I don't see how "sending a token to a bad RS" is a variant of the mix-up attack.

To me, it's the clients responsibility to send the token to an appropriate endpoint. In most cases, the RS endpoints are well known and not discovered (unless we are talking about endpoints like the userinfo endpoint).

While it's possible to use webfinger to do dynamic RS endpoint discovery, I haven't seen any real use of that mechanism. What are the use cases where the client will be confused to send the token to the wrong RS apart from endpoints obtained via discovery? Also, the client can always use the refresh_token mechanism to downscope tokens to a single scope such that exposure is limited (which is the intent of authorization protection in OAuth2).

If we are trying to solve a use case where tokens are bound to the RS they are sent to, then we need something other than standard OAuth2. I don't think we should be trying to solve that problem with these security mitigations.

Thanks,
George

On 1/27/16 8:30 AM, John Bradley wrote:
It think requiring a common authority segment for the authorization endpoint 
and the token endpoint might work in common cases, but there are legitimate 
cases where the URI of the Authorization endpoint might be a alias in the case 
of multi tenants, all using a common token endpoint.

The larger problem would be the RS, it is not uncommon to have the AS and RS in 
different domains,  so with bearer tokens unless you make the same authority 
restriction for RS then you are not really stoping the attacker.   They can get 
the AT by impersonating the RS.

I think trying to enforce a common origin policy over OAuth would be a bad 
direction to go.

I understand that it seems like a easy fix on the surface, and it works for 
most of the things people are using OAuth for today, but would be quite 
limiting over the long term.

John B.
On Jan 27, 2016, at 7:31 AM, sakim...@gmail.com wrote:

Hi Hans,

Sorry, I mixed up the IdP mix-up attack and the code phishing attack.

Mandating the Authorization and Token Endpoint being in the same
authority would solve the later without changing the wire protocol.

For AS mix-up attack, mandating the client to change the redirection endpoint
per AS would solve the problem without change the wire protocol.

If these are not possible, then we would have to look at changing the
wire protocol. The solution that solves the both cases must
provide the token endpoint URI authoritatively, which means
you have to mandate some variation of discovery mandatory.

Nat


At 2016-01-27 17:01  Hans Zandbelt wrote:
I don't see how that can deal with the specific form of the attack
where the Client would have sent the authorization request to the
legitimate authorization endpoint of a compromised AS and believes it
gets the response from that, where in fact it was redirected away to
the good AS.
IOW, I don't think this is so much about mixing up endpoints where to
send stuff to, but mixing up the entity/endpoint from which the Client
believes the response was received.
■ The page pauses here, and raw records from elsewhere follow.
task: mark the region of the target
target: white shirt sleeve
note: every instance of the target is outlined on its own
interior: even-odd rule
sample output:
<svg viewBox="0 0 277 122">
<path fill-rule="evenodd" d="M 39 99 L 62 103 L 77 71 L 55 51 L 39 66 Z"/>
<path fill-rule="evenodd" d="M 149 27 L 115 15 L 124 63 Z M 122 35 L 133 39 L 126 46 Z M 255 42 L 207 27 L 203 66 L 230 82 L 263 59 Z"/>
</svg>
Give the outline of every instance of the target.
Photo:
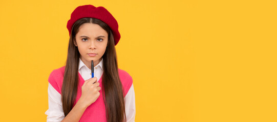
<svg viewBox="0 0 277 122">
<path fill-rule="evenodd" d="M 48 85 L 49 109 L 45 112 L 46 121 L 61 121 L 65 118 L 60 94 L 49 83 Z"/>
<path fill-rule="evenodd" d="M 127 122 L 135 121 L 136 115 L 136 104 L 135 101 L 135 90 L 132 84 L 128 93 L 124 98 L 125 101 L 125 112 Z"/>
<path fill-rule="evenodd" d="M 45 112 L 45 114 L 47 115 L 47 122 L 61 121 L 65 118 L 61 97 L 60 94 L 53 87 L 50 83 L 49 83 L 49 109 Z M 126 121 L 134 122 L 136 115 L 136 104 L 135 90 L 133 84 L 124 98 L 124 100 L 125 101 Z"/>
</svg>

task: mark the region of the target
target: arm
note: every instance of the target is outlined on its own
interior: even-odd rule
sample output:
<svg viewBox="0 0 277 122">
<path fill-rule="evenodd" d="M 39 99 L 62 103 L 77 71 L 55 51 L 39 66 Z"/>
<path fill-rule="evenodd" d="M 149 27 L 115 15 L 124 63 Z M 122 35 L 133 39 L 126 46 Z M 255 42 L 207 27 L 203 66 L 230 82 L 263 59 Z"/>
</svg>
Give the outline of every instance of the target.
<svg viewBox="0 0 277 122">
<path fill-rule="evenodd" d="M 125 101 L 125 112 L 127 122 L 135 121 L 136 115 L 136 104 L 135 99 L 135 90 L 132 84 L 128 93 L 124 98 Z"/>
<path fill-rule="evenodd" d="M 87 108 L 94 103 L 99 97 L 99 90 L 101 88 L 96 82 L 97 78 L 90 78 L 86 80 L 82 86 L 82 95 L 65 117 L 62 109 L 61 95 L 49 83 L 48 96 L 49 109 L 45 112 L 48 115 L 47 121 L 79 121 Z"/>
</svg>

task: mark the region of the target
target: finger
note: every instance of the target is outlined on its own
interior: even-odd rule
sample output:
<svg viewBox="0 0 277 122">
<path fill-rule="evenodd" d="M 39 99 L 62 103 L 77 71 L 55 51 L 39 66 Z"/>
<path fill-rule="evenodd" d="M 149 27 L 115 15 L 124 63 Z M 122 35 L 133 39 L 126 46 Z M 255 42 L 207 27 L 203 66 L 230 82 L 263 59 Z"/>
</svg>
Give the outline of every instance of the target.
<svg viewBox="0 0 277 122">
<path fill-rule="evenodd" d="M 95 83 L 95 82 L 97 82 L 97 77 L 93 77 L 92 78 L 91 78 L 91 80 L 90 81 L 89 81 L 89 82 L 88 82 L 88 83 L 90 83 L 90 84 L 92 84 L 94 83 Z"/>
<path fill-rule="evenodd" d="M 95 87 L 97 87 L 99 86 L 99 85 L 100 85 L 100 83 L 99 83 L 98 82 L 95 82 L 95 83 L 93 84 L 93 85 L 94 85 L 94 86 L 95 86 Z"/>
</svg>

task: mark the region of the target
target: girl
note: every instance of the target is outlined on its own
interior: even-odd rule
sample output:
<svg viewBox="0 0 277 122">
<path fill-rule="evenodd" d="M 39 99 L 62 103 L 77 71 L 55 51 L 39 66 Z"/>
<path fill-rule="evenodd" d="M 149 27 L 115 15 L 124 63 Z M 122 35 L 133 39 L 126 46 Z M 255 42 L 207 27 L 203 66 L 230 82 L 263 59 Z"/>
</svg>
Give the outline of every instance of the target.
<svg viewBox="0 0 277 122">
<path fill-rule="evenodd" d="M 66 65 L 48 79 L 47 121 L 134 121 L 133 80 L 117 66 L 116 20 L 102 7 L 84 5 L 74 10 L 67 27 Z"/>
</svg>

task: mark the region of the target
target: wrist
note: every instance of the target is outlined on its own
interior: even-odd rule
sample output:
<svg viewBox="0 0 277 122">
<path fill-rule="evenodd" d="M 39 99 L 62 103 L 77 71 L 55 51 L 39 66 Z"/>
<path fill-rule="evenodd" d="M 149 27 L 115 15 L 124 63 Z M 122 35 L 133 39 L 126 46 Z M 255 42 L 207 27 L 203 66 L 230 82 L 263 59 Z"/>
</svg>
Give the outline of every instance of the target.
<svg viewBox="0 0 277 122">
<path fill-rule="evenodd" d="M 79 99 L 79 100 L 77 102 L 75 105 L 84 109 L 87 109 L 87 108 L 89 107 L 88 105 L 85 104 L 85 102 L 84 102 L 83 99 L 81 99 L 81 97 Z"/>
</svg>

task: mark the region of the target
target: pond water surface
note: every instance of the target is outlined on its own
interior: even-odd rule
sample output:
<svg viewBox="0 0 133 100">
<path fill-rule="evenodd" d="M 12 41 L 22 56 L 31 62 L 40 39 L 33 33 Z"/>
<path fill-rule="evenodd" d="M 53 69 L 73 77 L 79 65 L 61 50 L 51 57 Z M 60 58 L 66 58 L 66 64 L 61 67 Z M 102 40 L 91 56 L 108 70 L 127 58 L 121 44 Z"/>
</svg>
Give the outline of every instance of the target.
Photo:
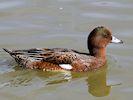
<svg viewBox="0 0 133 100">
<path fill-rule="evenodd" d="M 1 0 L 1 100 L 129 100 L 133 98 L 132 0 Z M 104 25 L 124 44 L 110 44 L 108 63 L 87 73 L 17 67 L 2 48 L 65 47 L 88 52 L 89 32 Z"/>
</svg>

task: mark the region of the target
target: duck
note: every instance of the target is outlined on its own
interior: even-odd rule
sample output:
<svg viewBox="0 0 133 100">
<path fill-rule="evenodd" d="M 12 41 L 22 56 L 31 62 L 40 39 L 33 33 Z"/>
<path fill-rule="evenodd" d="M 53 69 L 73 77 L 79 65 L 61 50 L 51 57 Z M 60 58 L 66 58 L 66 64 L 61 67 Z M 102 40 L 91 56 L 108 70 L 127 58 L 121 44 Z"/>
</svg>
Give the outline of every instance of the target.
<svg viewBox="0 0 133 100">
<path fill-rule="evenodd" d="M 109 43 L 123 43 L 114 37 L 109 28 L 94 28 L 87 39 L 89 52 L 84 53 L 67 48 L 31 48 L 22 50 L 3 50 L 9 53 L 19 66 L 43 71 L 67 70 L 86 72 L 96 70 L 107 61 L 106 47 Z"/>
</svg>

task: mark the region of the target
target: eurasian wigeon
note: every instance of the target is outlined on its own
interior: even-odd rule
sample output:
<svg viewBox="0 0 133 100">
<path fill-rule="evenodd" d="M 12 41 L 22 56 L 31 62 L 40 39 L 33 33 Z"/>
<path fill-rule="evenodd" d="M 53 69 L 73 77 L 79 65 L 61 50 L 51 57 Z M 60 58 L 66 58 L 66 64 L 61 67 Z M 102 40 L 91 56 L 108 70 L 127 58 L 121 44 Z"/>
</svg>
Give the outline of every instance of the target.
<svg viewBox="0 0 133 100">
<path fill-rule="evenodd" d="M 95 70 L 106 63 L 106 46 L 109 43 L 123 43 L 112 36 L 112 32 L 104 27 L 96 27 L 88 36 L 89 53 L 82 53 L 66 48 L 33 48 L 28 50 L 7 50 L 15 61 L 26 68 L 43 71 L 70 70 L 83 72 Z"/>
</svg>

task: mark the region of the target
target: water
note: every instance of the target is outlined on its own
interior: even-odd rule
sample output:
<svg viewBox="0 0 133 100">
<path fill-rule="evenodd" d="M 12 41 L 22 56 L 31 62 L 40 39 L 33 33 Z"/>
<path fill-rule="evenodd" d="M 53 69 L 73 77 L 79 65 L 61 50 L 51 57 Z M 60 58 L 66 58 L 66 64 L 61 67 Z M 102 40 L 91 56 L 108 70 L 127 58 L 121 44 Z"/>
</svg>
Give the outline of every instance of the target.
<svg viewBox="0 0 133 100">
<path fill-rule="evenodd" d="M 70 73 L 16 67 L 0 50 L 2 100 L 126 100 L 133 96 L 133 1 L 1 0 L 0 47 L 66 47 L 88 52 L 98 25 L 124 41 L 108 46 L 108 64 L 96 72 Z"/>
</svg>

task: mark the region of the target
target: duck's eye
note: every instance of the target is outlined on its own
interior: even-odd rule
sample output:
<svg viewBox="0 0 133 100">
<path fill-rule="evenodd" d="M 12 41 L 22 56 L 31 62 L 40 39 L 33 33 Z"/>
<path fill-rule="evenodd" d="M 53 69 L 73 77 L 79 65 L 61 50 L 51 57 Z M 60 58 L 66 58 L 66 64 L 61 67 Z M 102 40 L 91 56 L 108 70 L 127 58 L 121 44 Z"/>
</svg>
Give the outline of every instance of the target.
<svg viewBox="0 0 133 100">
<path fill-rule="evenodd" d="M 107 34 L 107 33 L 103 33 L 102 36 L 103 36 L 104 38 L 108 38 L 108 34 Z"/>
</svg>

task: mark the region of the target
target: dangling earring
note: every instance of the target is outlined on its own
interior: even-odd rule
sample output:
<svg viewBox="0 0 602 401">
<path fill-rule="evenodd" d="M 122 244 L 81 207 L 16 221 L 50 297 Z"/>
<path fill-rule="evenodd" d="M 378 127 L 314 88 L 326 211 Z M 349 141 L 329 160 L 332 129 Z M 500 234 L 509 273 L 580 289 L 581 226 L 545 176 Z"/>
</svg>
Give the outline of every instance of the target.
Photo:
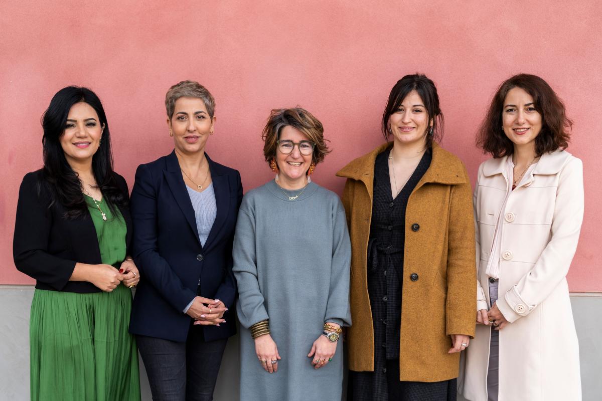
<svg viewBox="0 0 602 401">
<path fill-rule="evenodd" d="M 310 176 L 314 174 L 314 170 L 315 170 L 315 163 L 312 162 L 311 164 L 309 165 L 309 168 L 307 170 L 307 183 L 309 184 L 310 182 L 311 182 L 311 177 L 310 177 Z"/>
<path fill-rule="evenodd" d="M 270 168 L 276 174 L 278 174 L 278 165 L 276 164 L 276 158 L 272 159 L 272 161 L 270 162 Z"/>
</svg>

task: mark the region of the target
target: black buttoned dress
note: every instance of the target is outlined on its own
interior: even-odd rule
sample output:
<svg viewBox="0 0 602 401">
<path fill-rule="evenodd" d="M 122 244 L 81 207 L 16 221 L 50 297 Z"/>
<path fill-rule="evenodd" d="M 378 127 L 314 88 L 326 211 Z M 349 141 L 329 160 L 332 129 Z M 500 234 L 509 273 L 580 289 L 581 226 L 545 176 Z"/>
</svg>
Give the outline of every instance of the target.
<svg viewBox="0 0 602 401">
<path fill-rule="evenodd" d="M 350 372 L 350 401 L 455 401 L 456 379 L 442 382 L 399 381 L 400 327 L 403 286 L 406 207 L 412 191 L 429 169 L 431 151 L 424 152 L 416 170 L 393 199 L 387 149 L 374 163 L 372 219 L 368 245 L 368 292 L 374 331 L 374 371 Z M 403 185 L 402 183 L 398 183 Z M 420 230 L 420 222 L 408 222 Z M 410 280 L 418 280 L 416 274 Z M 424 319 L 429 316 L 424 316 Z M 450 343 L 451 346 L 451 343 Z M 420 346 L 417 344 L 416 346 Z"/>
</svg>

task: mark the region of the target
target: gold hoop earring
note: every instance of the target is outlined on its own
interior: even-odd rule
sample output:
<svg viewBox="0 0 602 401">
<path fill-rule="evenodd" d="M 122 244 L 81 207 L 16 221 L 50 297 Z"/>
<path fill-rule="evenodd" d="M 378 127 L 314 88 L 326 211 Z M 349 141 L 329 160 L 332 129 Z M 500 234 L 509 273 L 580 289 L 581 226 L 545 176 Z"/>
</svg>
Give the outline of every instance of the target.
<svg viewBox="0 0 602 401">
<path fill-rule="evenodd" d="M 272 161 L 270 162 L 270 168 L 276 174 L 278 174 L 278 165 L 276 163 L 276 158 L 272 159 Z"/>
</svg>

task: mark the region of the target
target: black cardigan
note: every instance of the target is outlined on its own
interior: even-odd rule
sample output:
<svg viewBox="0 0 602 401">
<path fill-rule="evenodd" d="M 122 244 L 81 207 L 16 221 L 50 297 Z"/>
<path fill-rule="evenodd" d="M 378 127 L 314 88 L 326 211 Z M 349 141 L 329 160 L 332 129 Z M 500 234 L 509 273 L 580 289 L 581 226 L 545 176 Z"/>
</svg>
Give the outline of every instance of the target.
<svg viewBox="0 0 602 401">
<path fill-rule="evenodd" d="M 129 197 L 125 180 L 114 174 L 119 189 Z M 91 283 L 69 281 L 76 263 L 102 263 L 90 213 L 70 219 L 63 217 L 67 209 L 59 202 L 49 208 L 50 194 L 43 180 L 41 170 L 29 173 L 23 178 L 19 190 L 13 242 L 15 266 L 35 278 L 36 288 L 40 290 L 99 292 L 101 289 Z M 126 254 L 129 254 L 132 219 L 127 207 L 120 207 L 119 210 L 127 227 Z"/>
</svg>

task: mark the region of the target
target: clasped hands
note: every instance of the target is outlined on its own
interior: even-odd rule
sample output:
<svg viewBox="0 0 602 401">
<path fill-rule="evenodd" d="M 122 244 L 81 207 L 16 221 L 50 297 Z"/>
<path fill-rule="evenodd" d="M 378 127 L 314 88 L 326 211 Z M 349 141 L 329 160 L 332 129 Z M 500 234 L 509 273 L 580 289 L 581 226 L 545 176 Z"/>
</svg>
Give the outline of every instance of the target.
<svg viewBox="0 0 602 401">
<path fill-rule="evenodd" d="M 88 271 L 90 274 L 87 281 L 105 292 L 111 292 L 117 288 L 120 283 L 123 283 L 126 287 L 132 288 L 140 281 L 138 268 L 131 259 L 124 260 L 119 270 L 110 265 L 96 265 Z"/>
<path fill-rule="evenodd" d="M 494 303 L 489 311 L 486 309 L 477 311 L 477 323 L 485 326 L 492 325 L 496 330 L 501 330 L 509 323 L 495 303 Z"/>
<path fill-rule="evenodd" d="M 335 327 L 339 325 L 330 322 Z M 308 358 L 311 358 L 311 364 L 314 369 L 319 369 L 326 366 L 337 352 L 338 341 L 332 342 L 324 335 L 320 335 L 311 346 Z M 270 373 L 278 371 L 278 361 L 281 360 L 280 354 L 276 342 L 269 334 L 264 334 L 255 338 L 255 354 L 263 369 Z"/>
<path fill-rule="evenodd" d="M 210 299 L 203 296 L 196 296 L 186 314 L 194 319 L 195 325 L 219 326 L 226 323 L 222 317 L 228 308 L 219 299 Z"/>
</svg>

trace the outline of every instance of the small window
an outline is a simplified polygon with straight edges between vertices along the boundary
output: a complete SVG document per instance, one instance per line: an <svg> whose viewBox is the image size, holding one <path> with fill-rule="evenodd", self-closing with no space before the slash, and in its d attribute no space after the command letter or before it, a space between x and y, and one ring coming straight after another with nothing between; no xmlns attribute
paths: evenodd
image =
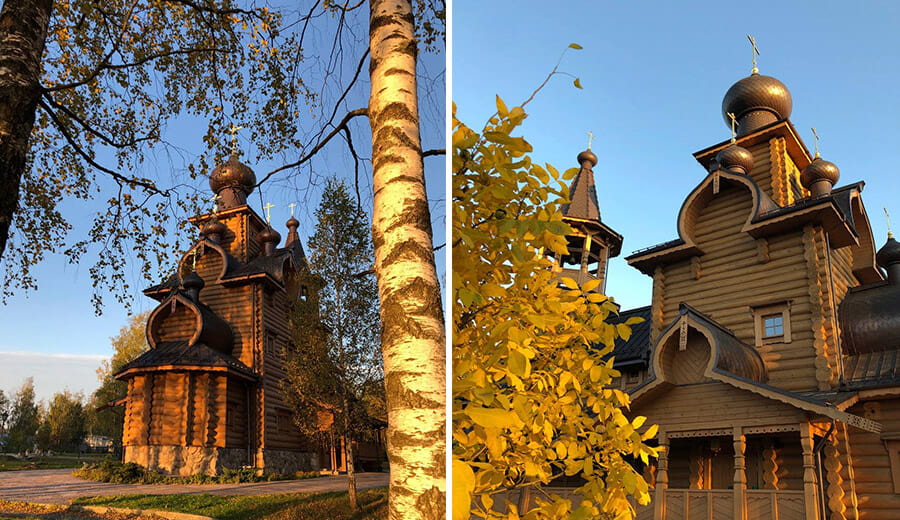
<svg viewBox="0 0 900 520"><path fill-rule="evenodd" d="M781 314L763 316L763 337L784 336L784 317Z"/></svg>
<svg viewBox="0 0 900 520"><path fill-rule="evenodd" d="M791 302L751 306L756 344L791 342Z"/></svg>

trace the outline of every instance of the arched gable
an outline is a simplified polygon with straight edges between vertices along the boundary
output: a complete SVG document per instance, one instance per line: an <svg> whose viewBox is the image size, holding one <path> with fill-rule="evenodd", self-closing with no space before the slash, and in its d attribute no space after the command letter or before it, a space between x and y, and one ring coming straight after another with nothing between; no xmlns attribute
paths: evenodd
<svg viewBox="0 0 900 520"><path fill-rule="evenodd" d="M215 262L218 264L218 268L214 269L216 272L216 282L221 282L228 273L237 269L238 264L240 263L237 259L229 255L219 244L205 238L201 239L197 241L193 247L188 249L178 260L178 285L181 285L184 277L194 270L194 255L197 255L197 259L199 260L210 253L218 255Z"/></svg>
<svg viewBox="0 0 900 520"><path fill-rule="evenodd" d="M678 212L678 235L690 246L696 246L696 226L703 209L722 191L722 186L740 187L750 195L750 211L744 219L741 231L746 231L761 214L779 206L747 175L716 170L687 196Z"/></svg>
<svg viewBox="0 0 900 520"><path fill-rule="evenodd" d="M150 348L176 340L186 340L188 345L203 342L226 353L234 346L234 333L228 323L179 292L173 292L153 310L147 319L146 335Z"/></svg>

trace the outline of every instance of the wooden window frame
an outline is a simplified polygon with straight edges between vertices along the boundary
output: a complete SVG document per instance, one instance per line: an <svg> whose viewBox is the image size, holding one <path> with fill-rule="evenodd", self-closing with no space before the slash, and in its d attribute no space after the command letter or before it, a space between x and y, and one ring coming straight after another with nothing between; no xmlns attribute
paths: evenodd
<svg viewBox="0 0 900 520"><path fill-rule="evenodd" d="M884 449L888 452L891 461L891 483L894 494L900 494L900 436L890 435L881 438Z"/></svg>
<svg viewBox="0 0 900 520"><path fill-rule="evenodd" d="M765 305L751 305L750 313L753 315L753 331L756 334L757 345L771 345L772 343L791 342L791 302L768 303ZM781 315L781 327L783 334L766 336L765 318L773 315Z"/></svg>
That may just be terminology
though.
Bottom line as far as I see is that a wire protocol element in the
response is needed to tell the Client who issued it, regardless of how
the Client deals with configuration of the AS information.
Hans.
On 1/27/16 1:31 AM, Nat Sakimura wrote:
So, is there a lot of cases that the authority section of the Good AS's
Authorization Endpoint and the Token Endpoints are different?
If not, then requiring that they are the same seems to virtually remove
the attack surface for the mix-up related attacks. It does not introduce
new parameter nor discovery. If it can be done, it probably is not worth
adding a new wire protocol element to mitigate the mix-up variants.